In the end we had to tell him that we were running late and that we needed to get inside.
The wood-paneled foyer, though empty of people, was filled with music. The choir was singing something I remembered from the few times Scarlett and I had been to Saturday morning services as children—usually for a cousin’s bar mitzvah. Mum and Dad would never have taken us otherwise. Mum thought of herself as “spiritual” but had no interest in organized religion. Dad brought us up to believe that religious observance was superstitious nonsense, akin to stepping over cracks in paving stones or waving at magpies.
The double doors leading into the main body of the synagogue were open. Scarlett and I peeked inside. The place was packed. There were faces I knew. Loads I didn’t. I could see Rosie sitting near the front looking slim and gorgeous in something strappy and emerald, her long hair piled high in a mass of curls.
I swallowed. “OK, suddenly I’m
very
nervous.” I turned to Mum. “Shall we hold hands or link arms as we walk down the aisle?” Mum said she didn’t know. Nana, who was due to be part of the procession, along with Judy Eisner—taking their place after Mum and me but before the bridesmaids—said we should link arms. “Or hold hands.”
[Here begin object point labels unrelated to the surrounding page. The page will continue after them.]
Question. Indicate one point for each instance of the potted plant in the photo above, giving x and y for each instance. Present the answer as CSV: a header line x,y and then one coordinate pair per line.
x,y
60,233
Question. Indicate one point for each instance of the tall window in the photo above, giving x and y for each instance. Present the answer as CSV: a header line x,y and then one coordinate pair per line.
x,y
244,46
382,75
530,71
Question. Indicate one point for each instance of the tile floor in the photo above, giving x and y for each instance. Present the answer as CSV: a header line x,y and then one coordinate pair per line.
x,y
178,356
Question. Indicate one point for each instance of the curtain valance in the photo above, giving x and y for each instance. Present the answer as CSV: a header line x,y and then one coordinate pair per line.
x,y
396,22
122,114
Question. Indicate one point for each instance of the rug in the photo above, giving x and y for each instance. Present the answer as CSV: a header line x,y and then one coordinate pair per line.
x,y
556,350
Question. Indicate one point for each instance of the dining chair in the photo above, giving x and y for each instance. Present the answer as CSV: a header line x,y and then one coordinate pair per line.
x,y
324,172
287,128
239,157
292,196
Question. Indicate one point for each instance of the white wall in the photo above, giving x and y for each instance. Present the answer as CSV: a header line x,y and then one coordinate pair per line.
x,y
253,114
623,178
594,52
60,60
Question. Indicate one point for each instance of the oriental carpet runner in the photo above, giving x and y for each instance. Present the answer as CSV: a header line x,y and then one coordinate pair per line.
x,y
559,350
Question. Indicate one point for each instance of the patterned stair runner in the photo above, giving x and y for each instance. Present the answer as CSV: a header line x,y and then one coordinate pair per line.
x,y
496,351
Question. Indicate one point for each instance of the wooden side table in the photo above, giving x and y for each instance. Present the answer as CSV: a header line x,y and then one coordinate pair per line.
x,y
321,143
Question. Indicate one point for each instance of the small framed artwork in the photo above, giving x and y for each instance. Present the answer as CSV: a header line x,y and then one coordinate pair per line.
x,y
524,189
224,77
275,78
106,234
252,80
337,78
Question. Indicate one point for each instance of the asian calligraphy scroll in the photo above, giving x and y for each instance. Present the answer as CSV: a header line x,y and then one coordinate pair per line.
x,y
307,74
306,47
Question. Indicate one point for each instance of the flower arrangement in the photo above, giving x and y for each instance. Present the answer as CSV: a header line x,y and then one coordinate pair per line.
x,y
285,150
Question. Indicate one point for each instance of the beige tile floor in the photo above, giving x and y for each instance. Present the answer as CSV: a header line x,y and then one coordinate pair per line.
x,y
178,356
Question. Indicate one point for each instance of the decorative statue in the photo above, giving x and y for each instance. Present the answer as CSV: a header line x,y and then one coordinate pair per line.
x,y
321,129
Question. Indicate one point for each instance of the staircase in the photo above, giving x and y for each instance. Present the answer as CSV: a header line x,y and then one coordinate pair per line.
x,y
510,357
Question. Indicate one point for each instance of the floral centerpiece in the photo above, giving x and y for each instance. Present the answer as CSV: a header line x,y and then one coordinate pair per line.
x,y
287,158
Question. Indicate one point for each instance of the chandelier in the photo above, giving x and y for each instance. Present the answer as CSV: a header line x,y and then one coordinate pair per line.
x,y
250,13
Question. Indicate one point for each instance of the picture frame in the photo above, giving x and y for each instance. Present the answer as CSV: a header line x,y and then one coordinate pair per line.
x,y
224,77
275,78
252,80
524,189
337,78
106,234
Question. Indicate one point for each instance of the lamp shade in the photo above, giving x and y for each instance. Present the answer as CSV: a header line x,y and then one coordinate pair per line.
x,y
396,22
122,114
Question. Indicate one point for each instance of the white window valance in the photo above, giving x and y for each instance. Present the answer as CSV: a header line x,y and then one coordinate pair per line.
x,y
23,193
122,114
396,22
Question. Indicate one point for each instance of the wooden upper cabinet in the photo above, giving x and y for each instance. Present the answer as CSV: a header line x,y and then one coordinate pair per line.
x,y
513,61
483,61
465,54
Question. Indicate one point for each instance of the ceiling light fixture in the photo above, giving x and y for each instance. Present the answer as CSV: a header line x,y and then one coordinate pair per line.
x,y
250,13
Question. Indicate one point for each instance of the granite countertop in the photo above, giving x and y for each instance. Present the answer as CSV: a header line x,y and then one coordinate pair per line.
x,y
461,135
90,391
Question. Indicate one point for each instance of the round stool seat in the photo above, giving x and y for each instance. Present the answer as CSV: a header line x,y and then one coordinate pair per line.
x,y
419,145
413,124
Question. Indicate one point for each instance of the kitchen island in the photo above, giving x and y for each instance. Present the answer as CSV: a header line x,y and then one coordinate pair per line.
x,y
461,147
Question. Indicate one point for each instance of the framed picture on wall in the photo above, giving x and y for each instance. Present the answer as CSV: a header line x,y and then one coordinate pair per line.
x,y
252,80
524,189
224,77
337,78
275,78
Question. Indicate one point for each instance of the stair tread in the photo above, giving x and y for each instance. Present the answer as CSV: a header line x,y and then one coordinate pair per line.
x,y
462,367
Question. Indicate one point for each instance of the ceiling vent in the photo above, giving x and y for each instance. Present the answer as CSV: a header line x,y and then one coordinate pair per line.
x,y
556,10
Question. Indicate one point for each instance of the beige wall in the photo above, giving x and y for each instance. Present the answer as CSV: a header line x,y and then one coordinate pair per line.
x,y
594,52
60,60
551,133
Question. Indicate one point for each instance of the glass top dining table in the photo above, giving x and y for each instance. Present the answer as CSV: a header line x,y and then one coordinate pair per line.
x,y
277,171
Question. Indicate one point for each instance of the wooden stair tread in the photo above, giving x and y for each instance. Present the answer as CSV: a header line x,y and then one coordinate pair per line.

I found myself wondering where Judy Eisner was. It also occurred to me that somebody from the synagogue should have been there to meet us. On cue, Rabbi Feldman appeared, all billowing black robes and tall hat. I liked Rabbi Feldman. His face always looked as if it were about to break into a smile. He was forty, with a reputation for being particularly laid-back and liberal. He had no problems marrying Josh and me, despite us being not so much lapsed as collapsed Jews. “Look,” he’d said when we went for our prewedding interview, “you get married in synagogue and there’s always a chance you get a taste for the religion and return to the fold. If you do, that’s brilliant because it will have been down to me and I get to feel good about myself. You don’t—I still get my fee, and so does the synagogue. Whichever way you look at it, it’s a win-win situation.”